Cameroun

Propager l’information contre le sida

7 août 2008

Dans l’ouest du Cameroun, des animateurs relais, formés par une association de femmes, expliquent aux villageois les risques de certaines pratiques très répandues comme la scarification et les autopsies traditionnelles ou le lévirat.

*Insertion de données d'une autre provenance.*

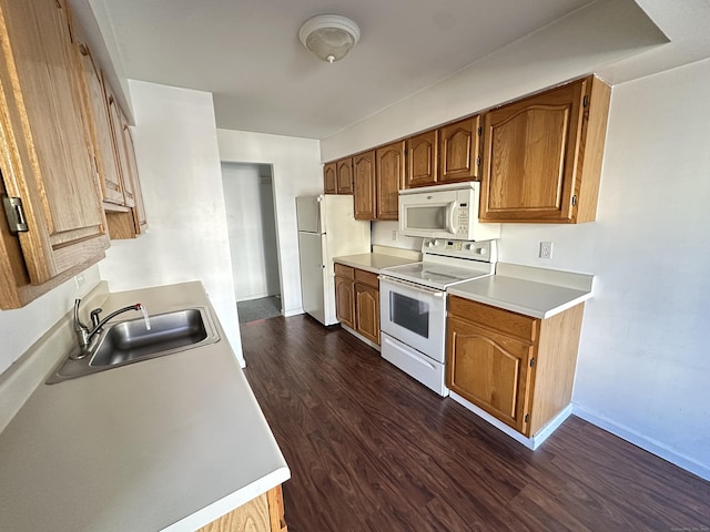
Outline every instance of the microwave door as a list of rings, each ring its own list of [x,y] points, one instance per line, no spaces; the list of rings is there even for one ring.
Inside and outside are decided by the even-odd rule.
[[[456,224],[454,223],[454,216],[456,215],[456,202],[450,202],[446,206],[446,228],[449,234],[456,235]]]

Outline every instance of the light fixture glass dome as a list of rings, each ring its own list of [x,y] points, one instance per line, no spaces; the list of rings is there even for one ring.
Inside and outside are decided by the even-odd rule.
[[[328,63],[339,61],[359,41],[359,28],[339,14],[318,14],[306,20],[298,39],[316,57]]]

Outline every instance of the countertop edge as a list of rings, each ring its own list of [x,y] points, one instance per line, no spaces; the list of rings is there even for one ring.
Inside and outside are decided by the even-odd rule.
[[[202,510],[197,510],[186,518],[162,529],[161,532],[195,531],[206,524],[210,524],[212,521],[220,519],[222,515],[230,513],[232,510],[247,503],[262,493],[266,493],[272,488],[284,483],[290,478],[291,470],[287,467],[278,468],[265,477],[255,480],[251,484],[247,484],[235,492],[214,501]]]
[[[588,299],[591,299],[591,297],[592,297],[591,293],[585,294],[582,296],[579,296],[579,297],[576,297],[574,299],[570,299],[567,303],[564,303],[561,305],[557,305],[554,308],[549,308],[547,310],[544,310],[544,309],[539,309],[539,308],[528,307],[528,306],[525,306],[525,305],[519,305],[519,304],[511,303],[511,301],[504,301],[501,299],[496,299],[496,298],[493,298],[493,297],[481,296],[479,294],[473,294],[470,291],[456,290],[455,287],[449,288],[448,291],[449,291],[449,294],[452,294],[454,296],[462,297],[464,299],[469,299],[469,300],[476,301],[476,303],[483,303],[485,305],[490,305],[491,307],[501,308],[504,310],[510,310],[511,313],[523,314],[525,316],[529,316],[531,318],[539,318],[539,319],[551,318],[552,316],[556,316],[556,315],[558,315],[560,313],[564,313],[565,310],[568,310],[568,309],[570,309],[572,307],[576,307],[580,303],[584,303],[584,301],[586,301]]]

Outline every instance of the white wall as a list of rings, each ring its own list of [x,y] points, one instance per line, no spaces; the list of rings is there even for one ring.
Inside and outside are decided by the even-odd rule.
[[[0,310],[0,374],[72,310],[75,298],[84,297],[101,280],[99,266],[92,266],[81,275],[84,283],[79,288],[74,279],[70,279],[26,307]]]
[[[485,73],[495,86],[495,72]],[[548,84],[547,74],[538,78]],[[442,89],[443,102],[460,81]],[[496,98],[478,86],[471,84],[471,102]],[[710,479],[708,86],[710,60],[615,86],[597,222],[505,224],[500,260],[597,275],[575,411]],[[436,88],[427,98],[437,101]],[[357,124],[354,136],[345,131],[324,144],[353,153],[366,147],[362,135],[412,131],[417,105],[400,102]],[[376,243],[392,245],[389,228],[376,232]],[[538,258],[541,241],[554,243],[552,259]]]
[[[111,291],[201,280],[243,366],[212,94],[129,85],[149,229],[112,241],[101,277]]]
[[[223,162],[272,165],[281,301],[285,316],[301,314],[295,198],[323,193],[318,141],[231,130],[217,130],[217,140]]]
[[[271,168],[223,163],[222,184],[236,300],[281,294]]]

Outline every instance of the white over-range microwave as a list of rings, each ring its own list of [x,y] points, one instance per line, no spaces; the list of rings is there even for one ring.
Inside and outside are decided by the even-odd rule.
[[[452,183],[399,191],[399,232],[405,236],[489,241],[500,224],[478,221],[480,183]]]

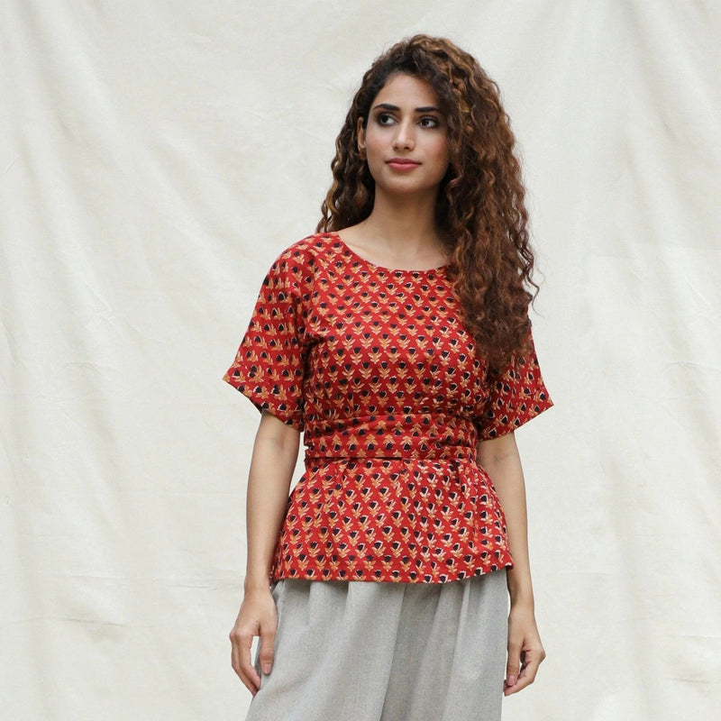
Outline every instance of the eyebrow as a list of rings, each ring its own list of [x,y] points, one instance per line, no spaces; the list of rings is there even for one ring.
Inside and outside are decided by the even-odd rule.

Ambiance studieuse, ce samedi de fin juin, à l’école publique de Bamessingue ville, à plus de 300 km au nord de Douala, dans la province de l’Ouest. Une vingtaine de spectateurs, dont quelques adolescents, suivent attentivement des exposés sur le VIH/sida. Sélectionnés dans les villages voisins, ils sont guérisseurs, ménagères, infirmiers, enseignants, cultivateurs, élèves, etc. Les questions fusent : « Pourquoi le moustique ne transmet-il pas aussi le sida ? » « Ne peut-on pas se servir du singe ou du moustique pour trouver un vaccin ? », André Lontsi, l’un des formateurs, répond en substance : « Retenez que le sida ne peut être transmis que par les différentes voies (sanguine, sexuelle, de la mère à l’enfant, Ndlr) que je vous ai présentées tantôt. » Il ajoute que les scientifiques ne négligent aucune piste pour découvrir un jour un vaccin.
Initiés par l’Association femmes et développement Bamessingue de Yaoundé (AFDB), ces séminaires visent à former des animateurs qui, à leur tour, en formeront d’autres dans les différents villages. L’accent est mis sur l’étroite relation entre certaines pratiques traditionnelles, comme les scarifications et les autopsies, et la propagation du virus. L’autopsie villageoise consiste à disséquer le corps d’un défunt, afin de rechercher la cause mystique du décès.
« Le département des Bamboutos compte parmi les plus touchés par la pandémie à cause de ces pratiques », explique Joséphine Pimagha, porteuse de ce projet SAVV (Scarification, autopsies villageoises et VIH/sida), soutenu par l’Institut de recherche pour le développement (IRD) et le ministère français des Affaires étrangères, dans le cadre du projet Promotion de la culture scientifique et technique (PCST).

« À pas mesurés »

À l’école publique de Bamessingue, le deuxième exposé du jour déchaîne les passions. « Vous semblez dire que ces pratiques doivent être stoppées et proscrites », lance François Saah, un participant, « pourtant vous dites aussi que notre rôle sera d’amener les gens à comprendre les dangers qu’ils encourent, afin qu’ils prennent des dispositions pour éviter de s’infecter ou de propager des maladies. Il y a là comme un paradoxe ! » Joséphine Pimagha explique la démarche : « Les réticences des chefs de village et des gardiens de la tradition nous ont obligés à revoir nos intentions. Ces pratiques sont si ancrées dans nos traditions qu’il faut s’y attaquer à pas mesurés. » L’objectif est, qu’une fois conscients des risques, les gens s’y opposent d’eux-mêmes et cessent de solliciter les scarificateurs et les praticiens des autopsies villageoises.
Honorine Ekonso, une institutrice, suggère d’orienter ceux qui vivent de ces pratiques vers d’autres activités génératrices de revenus puisqu’ils en retirent pour l’instant des gains substantiels : 30.000 à 50.000 Fcfa (45 à 75 euros) à chaque autopsie. Une idée retenue par l’AFDB, qui promet de l’intégrer à de prochaines activités.

Vers le grand public

En attendant, les formations continuent. « Nous avons observé la même soif de connaître et de partager dans les quatre sites retenus dans ce département. Nous avons formé quarante animateurs qui en formeront à leur tour vingt autres par village », se réjouit Joséphine Pimagha. Tous ont désormais la lourde tâche de faire comprendre aux populations qu’utiliser une même lame sur plusieurs personnes et manipuler du sang sans protection favorisent la contamination par le VIH. Autre pratique à risques : le lévirat, une coutume qui consiste à prendre en secondes noces l’épouse de son frère décédé, sans que les deux conjoints aient fait auparavant un test de dépistage.
La non-croyance en l’existence du virus continue également de faire des ravages. Encore aujourd’hui, certains persistent à ironiser sur le « système imaginé pour décourager les amoureux » ou à croire que la maladie résulte d’un sort jeté par un sorcier ! C’est dire l’importance de la sensibilisation à plus grande échelle, qui devrait commencer mi-août par des séances publiques dans les marchés et sur les places des fêtes dans les villages. Des prospectus seront distribués et des films diffusés. On jouera également des pièces de théâtre, avant de faire du porte-à-porte.